Questa costruzione certosina che ha portato al finale, che ci viene in mente possa essere stata preparata a tavolino sin dall’inizio dato il senso di perfezione restituito e cerchio chiuso, ci porta a chiudere più volentieri un occhio anche sull’unica grande apparente macchia della serie: quella dell’incesto tra Sam e Hannah che ha portato alla nascita di Frank. Sembrava una forzatura narrativa totale e di fatto un po’ lo è stata, ma non è stata per niente fine a se stessa come abbiamo pensato tutti a un certo punto. Perchè quella scoperta porta Frank ad autodistruggersi trascinando con se l’amata Bonnie, e questo evento di fatto scatenerà quelli successivi, che ci porteranno all’epilogo perfetto.

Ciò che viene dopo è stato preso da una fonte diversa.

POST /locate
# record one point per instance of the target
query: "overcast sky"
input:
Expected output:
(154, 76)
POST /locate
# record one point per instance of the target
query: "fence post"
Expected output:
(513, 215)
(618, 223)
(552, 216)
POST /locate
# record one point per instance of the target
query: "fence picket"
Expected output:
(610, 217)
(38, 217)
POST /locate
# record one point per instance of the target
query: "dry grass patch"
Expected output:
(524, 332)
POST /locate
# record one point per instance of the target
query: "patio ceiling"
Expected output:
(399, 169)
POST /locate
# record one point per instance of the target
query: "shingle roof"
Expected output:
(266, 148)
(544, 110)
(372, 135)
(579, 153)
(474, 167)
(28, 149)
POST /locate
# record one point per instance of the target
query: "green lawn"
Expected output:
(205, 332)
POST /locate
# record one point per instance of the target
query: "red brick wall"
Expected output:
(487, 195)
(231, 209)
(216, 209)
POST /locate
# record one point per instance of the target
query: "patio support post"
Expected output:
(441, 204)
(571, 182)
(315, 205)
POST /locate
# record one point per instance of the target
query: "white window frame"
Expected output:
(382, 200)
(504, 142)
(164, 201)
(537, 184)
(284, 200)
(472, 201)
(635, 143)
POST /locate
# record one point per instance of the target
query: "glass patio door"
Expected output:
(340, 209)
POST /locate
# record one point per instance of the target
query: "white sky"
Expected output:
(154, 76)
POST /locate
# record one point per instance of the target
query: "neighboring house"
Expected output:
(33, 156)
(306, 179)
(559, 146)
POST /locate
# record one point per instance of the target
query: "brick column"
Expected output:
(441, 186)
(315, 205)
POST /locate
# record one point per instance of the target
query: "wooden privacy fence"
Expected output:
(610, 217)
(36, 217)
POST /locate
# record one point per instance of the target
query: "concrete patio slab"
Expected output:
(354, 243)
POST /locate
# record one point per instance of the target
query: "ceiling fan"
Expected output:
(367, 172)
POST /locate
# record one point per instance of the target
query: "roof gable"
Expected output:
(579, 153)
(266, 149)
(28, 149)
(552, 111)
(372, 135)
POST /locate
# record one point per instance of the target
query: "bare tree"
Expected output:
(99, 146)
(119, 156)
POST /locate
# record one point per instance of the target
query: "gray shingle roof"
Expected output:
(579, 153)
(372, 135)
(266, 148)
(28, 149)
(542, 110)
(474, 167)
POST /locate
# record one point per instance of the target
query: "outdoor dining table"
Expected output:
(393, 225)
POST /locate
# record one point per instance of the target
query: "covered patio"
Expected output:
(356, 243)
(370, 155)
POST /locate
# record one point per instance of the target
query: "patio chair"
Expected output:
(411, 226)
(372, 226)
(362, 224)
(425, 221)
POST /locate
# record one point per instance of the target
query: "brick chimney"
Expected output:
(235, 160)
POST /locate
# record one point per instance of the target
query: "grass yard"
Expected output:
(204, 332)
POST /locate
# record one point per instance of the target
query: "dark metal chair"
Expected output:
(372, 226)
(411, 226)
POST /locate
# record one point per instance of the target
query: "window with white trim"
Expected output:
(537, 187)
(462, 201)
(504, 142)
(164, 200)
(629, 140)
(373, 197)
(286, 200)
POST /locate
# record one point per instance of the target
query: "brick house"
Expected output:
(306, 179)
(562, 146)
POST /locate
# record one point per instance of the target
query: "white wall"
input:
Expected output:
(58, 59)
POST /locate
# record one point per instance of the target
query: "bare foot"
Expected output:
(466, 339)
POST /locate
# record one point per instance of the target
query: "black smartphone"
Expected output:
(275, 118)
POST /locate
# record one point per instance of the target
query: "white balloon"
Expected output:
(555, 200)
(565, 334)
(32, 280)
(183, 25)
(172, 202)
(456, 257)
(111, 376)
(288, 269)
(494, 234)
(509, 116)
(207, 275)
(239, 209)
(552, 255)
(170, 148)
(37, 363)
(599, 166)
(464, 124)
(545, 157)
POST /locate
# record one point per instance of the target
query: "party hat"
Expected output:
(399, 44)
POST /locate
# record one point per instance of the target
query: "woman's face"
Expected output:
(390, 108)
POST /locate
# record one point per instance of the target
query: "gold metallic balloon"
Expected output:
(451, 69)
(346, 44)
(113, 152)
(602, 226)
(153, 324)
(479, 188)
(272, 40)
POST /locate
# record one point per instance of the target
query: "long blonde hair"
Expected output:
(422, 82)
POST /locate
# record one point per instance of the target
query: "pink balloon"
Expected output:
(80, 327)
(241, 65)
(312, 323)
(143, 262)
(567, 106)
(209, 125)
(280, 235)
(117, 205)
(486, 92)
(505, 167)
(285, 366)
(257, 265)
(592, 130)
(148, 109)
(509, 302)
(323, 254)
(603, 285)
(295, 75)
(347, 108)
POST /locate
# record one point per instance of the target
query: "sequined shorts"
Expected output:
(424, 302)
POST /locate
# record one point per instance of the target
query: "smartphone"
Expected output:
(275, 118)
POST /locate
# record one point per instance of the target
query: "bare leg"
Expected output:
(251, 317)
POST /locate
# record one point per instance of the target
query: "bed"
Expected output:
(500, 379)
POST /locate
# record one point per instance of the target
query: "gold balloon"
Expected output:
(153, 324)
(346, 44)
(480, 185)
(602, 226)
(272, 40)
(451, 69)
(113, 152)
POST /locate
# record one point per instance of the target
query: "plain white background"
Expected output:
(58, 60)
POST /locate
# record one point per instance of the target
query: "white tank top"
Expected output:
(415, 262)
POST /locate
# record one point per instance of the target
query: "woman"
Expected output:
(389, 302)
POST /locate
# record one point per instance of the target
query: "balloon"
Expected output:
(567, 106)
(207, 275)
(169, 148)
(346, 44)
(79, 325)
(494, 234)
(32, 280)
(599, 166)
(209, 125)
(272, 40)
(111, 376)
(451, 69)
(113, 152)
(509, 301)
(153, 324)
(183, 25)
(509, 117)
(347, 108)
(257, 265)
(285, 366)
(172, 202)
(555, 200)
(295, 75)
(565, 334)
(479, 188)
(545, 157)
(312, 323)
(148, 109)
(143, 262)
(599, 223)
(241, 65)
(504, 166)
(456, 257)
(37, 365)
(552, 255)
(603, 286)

Un epilogo che, anche nel suo ultimissimo frame, continua a giocare sulla ricorsività. Dopo il discorso di apertura di Annalise, infatti, abbiamo visto scorrere per la prima volta la ‘sigla’: quell’How to Get Away with Murder scritto a caratteri cubitali sulla lavagna che non dimenticheremo mai. Dopo il discorso di chiusura di Cristopher, succede esattamente la stessa e identica cosa. Tutto finisce come tutto era iniziato. L’ultima frase di Cristopher, infine, è all’insegna del contrasto armonico: il ragazzo dice “We begin”, e sui nostri schermi invece scorrono i titoli di coda. Tutto finisce per noi, tutto ricomincia invece nell’universo di How to Get Away with Murder. Proprio come era iniziato, in un loop beffardo e infinito, che non sapremo mai se e come si concluderà definitivamente, un giorno.

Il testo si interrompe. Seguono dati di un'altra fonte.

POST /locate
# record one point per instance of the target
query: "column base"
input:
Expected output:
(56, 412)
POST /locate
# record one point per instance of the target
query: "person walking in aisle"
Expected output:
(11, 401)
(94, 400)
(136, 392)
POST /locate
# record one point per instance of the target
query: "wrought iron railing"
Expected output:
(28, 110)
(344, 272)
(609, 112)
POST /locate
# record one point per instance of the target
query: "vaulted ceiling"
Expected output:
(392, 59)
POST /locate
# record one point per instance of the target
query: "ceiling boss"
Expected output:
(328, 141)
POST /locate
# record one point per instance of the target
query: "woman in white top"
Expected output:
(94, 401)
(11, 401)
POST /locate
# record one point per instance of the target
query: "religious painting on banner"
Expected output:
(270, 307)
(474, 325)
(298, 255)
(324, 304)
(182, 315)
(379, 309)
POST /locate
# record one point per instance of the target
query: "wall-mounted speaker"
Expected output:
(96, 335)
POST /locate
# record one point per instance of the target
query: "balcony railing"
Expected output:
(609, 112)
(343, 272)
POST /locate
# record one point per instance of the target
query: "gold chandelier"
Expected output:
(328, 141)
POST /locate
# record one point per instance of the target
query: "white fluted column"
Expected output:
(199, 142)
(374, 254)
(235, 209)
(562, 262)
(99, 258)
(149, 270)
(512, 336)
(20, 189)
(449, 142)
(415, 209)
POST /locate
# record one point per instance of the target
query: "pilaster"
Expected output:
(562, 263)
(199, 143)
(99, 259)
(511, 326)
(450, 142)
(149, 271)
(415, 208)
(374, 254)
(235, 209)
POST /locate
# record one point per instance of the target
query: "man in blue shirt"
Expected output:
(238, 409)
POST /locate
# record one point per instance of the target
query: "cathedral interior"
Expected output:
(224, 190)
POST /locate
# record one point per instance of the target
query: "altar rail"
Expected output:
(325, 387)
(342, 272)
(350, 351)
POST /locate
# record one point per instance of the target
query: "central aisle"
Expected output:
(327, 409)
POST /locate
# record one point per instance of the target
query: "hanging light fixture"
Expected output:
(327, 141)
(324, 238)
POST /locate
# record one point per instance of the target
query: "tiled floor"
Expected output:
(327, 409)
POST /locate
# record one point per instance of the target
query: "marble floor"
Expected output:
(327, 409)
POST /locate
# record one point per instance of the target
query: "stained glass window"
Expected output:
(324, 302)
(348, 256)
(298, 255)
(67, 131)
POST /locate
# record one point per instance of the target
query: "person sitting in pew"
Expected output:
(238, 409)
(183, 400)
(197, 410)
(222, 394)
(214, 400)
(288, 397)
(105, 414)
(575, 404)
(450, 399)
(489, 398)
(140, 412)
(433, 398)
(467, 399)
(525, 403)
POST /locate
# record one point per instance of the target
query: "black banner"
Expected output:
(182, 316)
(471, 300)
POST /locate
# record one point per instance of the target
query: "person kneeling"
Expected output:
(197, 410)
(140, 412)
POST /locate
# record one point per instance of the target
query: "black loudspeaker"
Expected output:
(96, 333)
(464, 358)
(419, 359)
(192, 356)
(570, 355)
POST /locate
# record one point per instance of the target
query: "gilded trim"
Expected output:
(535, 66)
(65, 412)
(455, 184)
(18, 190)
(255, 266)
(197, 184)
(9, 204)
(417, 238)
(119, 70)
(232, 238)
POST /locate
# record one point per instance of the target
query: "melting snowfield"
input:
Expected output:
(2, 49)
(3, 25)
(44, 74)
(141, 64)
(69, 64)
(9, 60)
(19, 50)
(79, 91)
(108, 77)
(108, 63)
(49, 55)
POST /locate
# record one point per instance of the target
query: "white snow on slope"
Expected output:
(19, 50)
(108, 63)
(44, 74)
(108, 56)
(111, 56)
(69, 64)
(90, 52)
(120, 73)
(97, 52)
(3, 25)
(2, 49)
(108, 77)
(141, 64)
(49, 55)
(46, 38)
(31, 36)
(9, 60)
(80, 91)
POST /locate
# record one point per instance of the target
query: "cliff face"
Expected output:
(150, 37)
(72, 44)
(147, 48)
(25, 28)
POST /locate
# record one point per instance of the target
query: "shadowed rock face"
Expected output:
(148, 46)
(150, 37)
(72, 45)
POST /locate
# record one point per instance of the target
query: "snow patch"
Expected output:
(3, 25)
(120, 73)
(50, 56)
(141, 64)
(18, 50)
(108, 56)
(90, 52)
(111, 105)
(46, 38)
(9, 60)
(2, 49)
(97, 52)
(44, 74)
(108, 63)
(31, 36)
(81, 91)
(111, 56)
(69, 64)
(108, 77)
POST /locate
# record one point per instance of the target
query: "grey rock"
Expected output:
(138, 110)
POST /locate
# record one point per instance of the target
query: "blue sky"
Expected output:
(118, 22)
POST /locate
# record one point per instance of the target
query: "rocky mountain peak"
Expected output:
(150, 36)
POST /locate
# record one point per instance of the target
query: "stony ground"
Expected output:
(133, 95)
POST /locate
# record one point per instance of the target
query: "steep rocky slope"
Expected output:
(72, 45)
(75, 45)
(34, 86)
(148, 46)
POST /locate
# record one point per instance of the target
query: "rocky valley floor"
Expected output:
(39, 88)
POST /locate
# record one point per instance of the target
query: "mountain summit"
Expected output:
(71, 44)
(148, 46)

Ma a noi basta così. Non ci rimane che immaginare come potrà continuare questa splendida storia, ormai definitivamente ripulita dal male. Con una consapevolezza: gli sceneggiatori hanno offerto una prova di genialità raramente riscontrabile. Far tornare tutto al proprio posto lasciando tutto esattamente com’era ma cambiando dei tasselli è il colpo di coda conclusivo di una serie che non ha smesso di stupirci davvero mai. Nemmeno quando ormai pensavamo che tutto fosse irrimediabilmente perduto. E se emotivamente è stata una dolcissima catastrofe, tecnicamente è stata la degna conclusione di un pezzo da novanta delle serie tv di cui, a distanza di 3 anni dal finale, si parla ormai troppo poco.